Resilience & Service PatternsLoad Shedding & BackpressureHard

Common Pitfalls and Anti-Patterns

Anti-Pattern: Shedding Too Late

A common mistake is shedding after expensive work. Request authenticates (5ms), validates (2ms), queries database (30ms), then rejects. You wasted 37ms CPU plus database capacity. At 10,000 RPS shed rate, that is 370 seconds CPU wasted per second. Shedding checks should take less than 1ms and occur before any significant work.

Anti-Pattern: Unbounded Queues

Unbounded queues mask overload until memory exhausts. A queue growing from 100 to 1,000,000 looks fine until OOM (Out of Memory) crashes. Bound all queues to 2-5 seconds burst capacity: expected_rps × acceptable_wait.

⚠️ Key Trade-off: Queue sizing balances burst absorption against memory and latency. Start small and increase based on observed patterns.

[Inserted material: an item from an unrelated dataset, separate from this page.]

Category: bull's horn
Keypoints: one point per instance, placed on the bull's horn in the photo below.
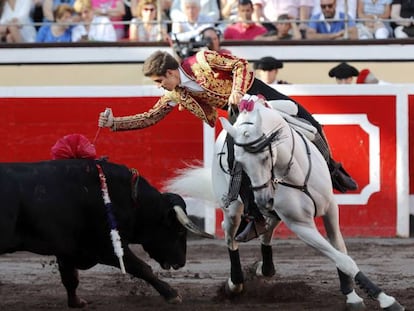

Anti-Pattern: Retry Amplification

System sheds 1000 requests. All clients retry immediately. Now 2000 requests arrive. Retry loop worsens each iteration. Fix requires exponential backoff with jitter on clients and Retry-After headers from servers.

Anti-Pattern: Priority Inversion

Critical payment request calls optional fraud check service. When fraud service is shed, payments fail. If A depends on B and A is critical, B cannot be optional. Either elevate B priority or make the dependency optional with fallback.

Anti-Pattern: Single Metric Decisions

CPU-only shedding ignores memory pressure. Latency-only ignores whether slowness is internal or external. Use composite health: health = 0.4×cpu + 0.3×memory + 0.3×latency. Shed when health drops below threshold.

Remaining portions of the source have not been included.